By Abdul Ghani
Sindh has completed the rehabilitation of 141 flood-hit farm-to-market roads spanning 848.7 kilometres across 19 districts under the Sindh Flood Emergency Rehabilitation Project, according to official documents available with Wealth Pakistan.
The completed road works are part of Component 1: Infrastructure Rehabilitation of the project, aimed at restoring mobility, market access and rural connectivity in areas devastated by floods.
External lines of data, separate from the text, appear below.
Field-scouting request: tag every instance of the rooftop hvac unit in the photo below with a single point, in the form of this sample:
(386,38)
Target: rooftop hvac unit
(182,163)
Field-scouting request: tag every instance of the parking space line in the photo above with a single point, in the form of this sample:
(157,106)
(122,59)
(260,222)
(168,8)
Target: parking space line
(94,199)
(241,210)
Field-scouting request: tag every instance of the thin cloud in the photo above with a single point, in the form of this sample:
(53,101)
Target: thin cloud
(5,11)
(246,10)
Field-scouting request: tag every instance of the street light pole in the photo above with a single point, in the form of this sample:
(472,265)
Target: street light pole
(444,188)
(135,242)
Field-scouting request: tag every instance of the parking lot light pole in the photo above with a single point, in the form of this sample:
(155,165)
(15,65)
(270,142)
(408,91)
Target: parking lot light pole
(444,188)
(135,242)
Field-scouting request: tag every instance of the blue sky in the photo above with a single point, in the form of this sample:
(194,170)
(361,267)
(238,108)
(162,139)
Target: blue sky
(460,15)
The documents show that the road package has been marked “Completed”, with all 141 roads rehabilitated against the listed scope.
The rehabilitated roads cover flood-hit districts of Jamshoro, Dadu, Naushahro Feroze, Thatta, Sujawal, Hyderabad, Matiari, Tando Allahyar, Badin, Tharparkar, Sanghar, Mirpurkhas, Shaheed Benazirabad, Larkana, Umerkot, Khairpur, Shikarpur, Kambar Shahdadkot and Sukkur.
The project deadline for this road component was listed as December 2027, but the official status shows the package has already been completed. The rehabilitated roads are expected to benefit around 5 million people, both directly and indirectly, by improving access to farms, markets, schools, health facilities and local commercial centres.
The documents also show wider progress under the Sindh Flood Emergency Rehabilitation Project. So far, 2.420 million people have benefited against the overall target of 5.3 million, while 1.171 million women have benefited against the target of 2.650 million.
In addition, 428,000 households have benefited so far, short of the target of 600,000. The project has also rehabilitated 205 kilometres of embankments to improved designs against a target of 250 kilometres, while 157,000 hectares of land have been restored against a target of 180,000 hectares.
The targets are listed in the documents as being in line with the World Bank Project Appraisal Document, with achievement targets set up to June 2028.
The completion of farm-to-market roads is significant because rural road connectivity is a major bottleneck in post-flood recovery. Damaged roads cut off villages from markets, delay the movement of crops and livestock, raise transport costs and weaken household incomes. Restoring these links can directly support agriculture, small trade and rural employment.